As a business development and sales professional, you’ve prepared yourself to connect with a potential customer for the first time. Your qualification process shows promise: they’re in your ideal customer group, they have a need, and you have a great solution. You’ve been referred to them by one of your best clients and you’ve even connected via LinkedIn. It all seems perfect – until the first conversation. Then you’re back on your heels and off your game. What happened?
No matter how much you prepare for a customer meeting, there are some things you can’t account for – such as the mood of the customer. You may know a lot about their personal history, professional interests, and even seen them winning an ugly sweater contest on Facebook. But when people meet people there are a lot of other things going on. Such as moods.
I spent a lot of years helping engineers with sales. They tended to discount my insistence that they needed to consider customer moods until I explained it in their terms. In this model, there are two variables: active-passive and positive-negative, resulting in four moods: sad, angry, calm, and happy. (We sidestep other moods like surprised, confused, and scared, which should never be in a sales scenario.)
1. Sad (negative and passive)
I’m starting with sad, because that’s the customer mood that positive-thinking, hard-charging salespeople tend to overlook in their zeal to get their pitch started. If your customer is looking and sounding blue, pull back and think about what you want to do that day. The important thing is to get your message across and you can’t do that if they’re not … in the mood. You might ask, “Is this a good time to talk about all this?” and offer to come back later. They may take you up on that offer; at the very least your courtesy will be welcome. If you’ve already had some good, previous interaction with them you might ask, “Is everything okay?” and pause. If they start talking, don’t interrupt and don’t try to fix them. Let the conversation play out. You’re now more than a salesperson. You have the makings of becoming a friend.
2. Angry (negative and active)
Nobody wants to have an encounter with an angry customer. But if it happens you might be able to reframe the situation and lower the temperature. Who/what are they angry at? If it’s directed at your company, find out what the problem is, own it, and get a plan to fix it. If it’s somebody or something else, let them talk it out and be sympathetic (hopefully it’s about your contemptible competition). After they settle down, offer them the options to continue or reschedule. If they want to proceed, lighten things up and give them something positive to focus on. Let the positivity transfer to you and depart with a promise to help.

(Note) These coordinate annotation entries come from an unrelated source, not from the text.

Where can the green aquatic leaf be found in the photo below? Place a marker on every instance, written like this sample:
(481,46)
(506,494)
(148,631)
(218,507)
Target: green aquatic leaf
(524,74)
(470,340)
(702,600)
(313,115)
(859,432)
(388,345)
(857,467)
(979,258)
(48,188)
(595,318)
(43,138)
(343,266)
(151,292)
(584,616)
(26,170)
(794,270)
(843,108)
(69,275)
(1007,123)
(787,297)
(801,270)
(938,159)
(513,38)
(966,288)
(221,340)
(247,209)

3. Calm (positive and passive)
Okay, considering sad and angry, calm isn’t so bad, is it? The customer’s calm, you’re calm, everything’s calm. Good, right? Not necessarily. A calm customer could mean a lot of things. Maybe it was the first night of good sleep for a new parent. Or maybe the customer just that morning found the TPS Report they’d been searching for. But calm can be the enemy of progress. Great salespeople and great customers are always looking for how to move things forward. If the situation is too calm, maybe it’s best to insert some urgency. Not the creepy-car-sales-guy type of urgency, but the type that centers on both you and the customer recognizing that actions need to be taken for everyone’s best interest.
4. Happy (positive and active)
A happy customer is every salesperson’s dream. Not suspicious. Not indecisive. Very much in the moment and giving off positive energy. But there could be a trap here. Say it’s Friday afternoon. In the spirit of the moment you might make an offer that either can’t be done or will destroy profit margin. And the customer might agree to things that won’t live past the fog of Monday morning. In happy meetings, great salespeople keep a wary detachment to make sure the happiness continues in the future. Build on the positivity. Don’t undermine it with spontaneous offers you can’t or shouldn’t deliver.
That’s not so difficult, is it? Four moods from two variables for one great way to reduce potential hazards for first meeting panic.